There are 700 farmers in Mpanga irrigation scheme and 325 are part of COVAMIS cooperative.

The farmer said that the coronavirus outbreak that has caused a lockdown cannot affect them, and their aim is to get more produce, especially beans and vegetables.

“The coronavirus will not affect our farming at all, because, what are doing now is urging the members to work even harder to get much more quantity, those working in the farm will keep the distance in order to prevent coronavirus too,” Semikore announced.

The third point, he continued, is that they have finished sending their maize’s money to their members’ bank accounts such that they will be able to buy seed as soon as possible, and solve their needs.

Dr Karangwa said that the last season, 2020A (from Sept-Feb), was very successful, and the production of major crops like maize was higher than two previous seasons combined.

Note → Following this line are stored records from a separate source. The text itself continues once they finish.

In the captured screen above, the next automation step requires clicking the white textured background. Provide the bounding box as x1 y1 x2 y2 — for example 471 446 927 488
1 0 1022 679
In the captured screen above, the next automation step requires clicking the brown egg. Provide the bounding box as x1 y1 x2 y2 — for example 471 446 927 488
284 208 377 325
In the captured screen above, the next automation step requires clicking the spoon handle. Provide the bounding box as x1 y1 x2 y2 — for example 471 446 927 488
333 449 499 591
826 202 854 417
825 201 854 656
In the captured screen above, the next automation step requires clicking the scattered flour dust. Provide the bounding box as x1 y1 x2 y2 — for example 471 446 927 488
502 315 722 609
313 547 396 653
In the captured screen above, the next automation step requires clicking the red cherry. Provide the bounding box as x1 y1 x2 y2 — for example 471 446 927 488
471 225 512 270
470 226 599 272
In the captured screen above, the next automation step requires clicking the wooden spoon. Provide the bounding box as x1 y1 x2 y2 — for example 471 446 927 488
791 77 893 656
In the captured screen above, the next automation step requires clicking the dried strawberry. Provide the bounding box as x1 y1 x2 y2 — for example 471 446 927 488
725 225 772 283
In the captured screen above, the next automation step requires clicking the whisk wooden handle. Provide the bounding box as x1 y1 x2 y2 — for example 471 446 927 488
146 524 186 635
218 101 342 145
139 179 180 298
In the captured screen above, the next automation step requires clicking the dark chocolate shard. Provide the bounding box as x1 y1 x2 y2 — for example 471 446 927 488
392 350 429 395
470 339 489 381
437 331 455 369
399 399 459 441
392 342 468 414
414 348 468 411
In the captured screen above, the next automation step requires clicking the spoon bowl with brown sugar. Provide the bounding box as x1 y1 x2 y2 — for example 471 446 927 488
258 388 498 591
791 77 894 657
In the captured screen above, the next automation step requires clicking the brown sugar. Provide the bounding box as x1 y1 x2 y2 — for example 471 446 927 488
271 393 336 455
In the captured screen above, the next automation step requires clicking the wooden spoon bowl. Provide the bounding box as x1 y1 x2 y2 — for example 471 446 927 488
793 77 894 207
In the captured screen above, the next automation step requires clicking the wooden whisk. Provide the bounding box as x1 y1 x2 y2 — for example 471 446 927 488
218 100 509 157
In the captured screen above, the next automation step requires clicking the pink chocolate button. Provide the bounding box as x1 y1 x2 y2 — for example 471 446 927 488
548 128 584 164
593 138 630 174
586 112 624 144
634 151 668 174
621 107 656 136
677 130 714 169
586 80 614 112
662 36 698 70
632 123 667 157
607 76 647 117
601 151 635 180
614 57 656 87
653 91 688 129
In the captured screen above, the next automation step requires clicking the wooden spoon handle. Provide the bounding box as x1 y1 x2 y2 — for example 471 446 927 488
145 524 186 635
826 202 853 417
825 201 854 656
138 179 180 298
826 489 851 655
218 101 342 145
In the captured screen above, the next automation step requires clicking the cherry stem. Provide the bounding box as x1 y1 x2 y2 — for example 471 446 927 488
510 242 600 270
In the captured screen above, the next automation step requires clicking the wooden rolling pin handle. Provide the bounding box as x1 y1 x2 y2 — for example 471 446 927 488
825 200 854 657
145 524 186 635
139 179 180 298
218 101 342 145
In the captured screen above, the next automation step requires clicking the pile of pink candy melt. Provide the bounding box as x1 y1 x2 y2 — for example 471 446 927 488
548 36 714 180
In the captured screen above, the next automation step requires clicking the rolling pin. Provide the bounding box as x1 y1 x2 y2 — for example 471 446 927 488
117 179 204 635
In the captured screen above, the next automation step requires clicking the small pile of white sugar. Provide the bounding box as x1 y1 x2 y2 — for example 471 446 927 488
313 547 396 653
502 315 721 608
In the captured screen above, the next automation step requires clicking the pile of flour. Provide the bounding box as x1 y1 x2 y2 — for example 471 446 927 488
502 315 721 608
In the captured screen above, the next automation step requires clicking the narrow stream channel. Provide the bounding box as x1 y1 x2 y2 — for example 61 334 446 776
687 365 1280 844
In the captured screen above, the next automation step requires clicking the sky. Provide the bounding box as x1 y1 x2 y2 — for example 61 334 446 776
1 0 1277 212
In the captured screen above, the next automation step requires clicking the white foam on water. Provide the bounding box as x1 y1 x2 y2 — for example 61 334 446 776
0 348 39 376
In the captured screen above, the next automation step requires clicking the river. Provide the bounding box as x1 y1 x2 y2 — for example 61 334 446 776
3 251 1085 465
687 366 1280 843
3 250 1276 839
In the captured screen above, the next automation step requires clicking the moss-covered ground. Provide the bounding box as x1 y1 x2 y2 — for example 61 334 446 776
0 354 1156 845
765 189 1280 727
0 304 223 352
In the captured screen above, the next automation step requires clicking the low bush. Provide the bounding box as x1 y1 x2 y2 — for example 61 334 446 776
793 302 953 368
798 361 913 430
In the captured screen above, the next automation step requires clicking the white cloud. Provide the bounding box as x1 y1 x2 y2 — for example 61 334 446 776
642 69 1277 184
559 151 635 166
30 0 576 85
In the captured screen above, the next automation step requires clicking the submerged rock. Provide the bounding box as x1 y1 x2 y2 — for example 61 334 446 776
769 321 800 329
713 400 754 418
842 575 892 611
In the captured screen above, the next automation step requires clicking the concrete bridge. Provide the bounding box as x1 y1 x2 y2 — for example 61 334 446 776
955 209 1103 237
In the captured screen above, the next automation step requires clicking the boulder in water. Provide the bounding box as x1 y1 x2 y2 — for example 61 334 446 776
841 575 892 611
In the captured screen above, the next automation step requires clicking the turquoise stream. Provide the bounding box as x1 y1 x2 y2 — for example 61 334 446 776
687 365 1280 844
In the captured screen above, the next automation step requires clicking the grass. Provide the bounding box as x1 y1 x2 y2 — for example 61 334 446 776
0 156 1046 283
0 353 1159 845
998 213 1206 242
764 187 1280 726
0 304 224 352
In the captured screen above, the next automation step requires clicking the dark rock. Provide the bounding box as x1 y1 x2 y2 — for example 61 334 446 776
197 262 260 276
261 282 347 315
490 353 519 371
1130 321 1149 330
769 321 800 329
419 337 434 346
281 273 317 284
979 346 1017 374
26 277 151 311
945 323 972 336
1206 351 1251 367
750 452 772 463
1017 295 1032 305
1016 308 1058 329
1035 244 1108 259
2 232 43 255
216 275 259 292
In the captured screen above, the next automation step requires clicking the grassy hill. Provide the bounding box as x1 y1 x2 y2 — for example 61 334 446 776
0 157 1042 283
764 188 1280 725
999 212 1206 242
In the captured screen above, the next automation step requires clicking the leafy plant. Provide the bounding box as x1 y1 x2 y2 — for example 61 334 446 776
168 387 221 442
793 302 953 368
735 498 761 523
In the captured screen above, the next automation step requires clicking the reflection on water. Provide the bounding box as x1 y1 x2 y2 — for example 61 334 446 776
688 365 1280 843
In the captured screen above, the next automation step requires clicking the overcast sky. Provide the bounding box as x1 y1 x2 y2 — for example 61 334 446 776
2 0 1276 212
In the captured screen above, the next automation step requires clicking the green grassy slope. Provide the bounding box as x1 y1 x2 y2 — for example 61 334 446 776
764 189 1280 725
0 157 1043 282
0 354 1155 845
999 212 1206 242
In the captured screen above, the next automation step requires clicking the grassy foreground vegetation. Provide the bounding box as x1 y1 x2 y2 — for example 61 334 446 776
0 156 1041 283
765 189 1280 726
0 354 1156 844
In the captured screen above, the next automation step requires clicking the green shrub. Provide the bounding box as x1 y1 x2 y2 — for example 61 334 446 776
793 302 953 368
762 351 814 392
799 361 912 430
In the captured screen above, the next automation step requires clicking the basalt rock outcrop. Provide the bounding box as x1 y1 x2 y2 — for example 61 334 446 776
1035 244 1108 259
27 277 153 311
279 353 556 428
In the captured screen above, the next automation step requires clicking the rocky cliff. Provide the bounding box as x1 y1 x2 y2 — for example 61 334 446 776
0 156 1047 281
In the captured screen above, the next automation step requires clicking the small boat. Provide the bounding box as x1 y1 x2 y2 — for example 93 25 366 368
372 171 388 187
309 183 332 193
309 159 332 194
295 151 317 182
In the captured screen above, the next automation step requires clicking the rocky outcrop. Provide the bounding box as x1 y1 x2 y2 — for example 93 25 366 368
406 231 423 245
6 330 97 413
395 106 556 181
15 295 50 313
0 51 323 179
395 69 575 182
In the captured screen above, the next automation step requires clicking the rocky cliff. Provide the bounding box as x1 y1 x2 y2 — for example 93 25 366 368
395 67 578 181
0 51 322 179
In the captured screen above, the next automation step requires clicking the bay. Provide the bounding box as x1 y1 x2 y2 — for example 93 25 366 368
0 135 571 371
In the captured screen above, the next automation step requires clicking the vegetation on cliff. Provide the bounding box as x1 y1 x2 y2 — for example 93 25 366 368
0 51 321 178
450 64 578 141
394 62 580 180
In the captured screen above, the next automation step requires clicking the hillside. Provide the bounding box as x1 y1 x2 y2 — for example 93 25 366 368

The previous season A produced around 330,000 metric tonnes of maize, but the latest one’s produce was more than 450,000 metric tonnes, he said.

Season A is mostly for maize crop, while B is popular with beans and minor maize plantations.

“The quantity of maize produce in both Season A and B combined used to be around 420,000,” Dr Karangwa explained.

In the meantime, due to enough rainfall over several past months, there is no shortage of food in Mpanga, a sector that used to face prolonged draughts, and Semikore and his cooperative members want to do something to help.

“Today, we have started a campaign to mobilise food from members for those in need during this period, since we do not have food problem, we can confirm that we will donate between 1-2 metric tonnes of maize,” he pledged.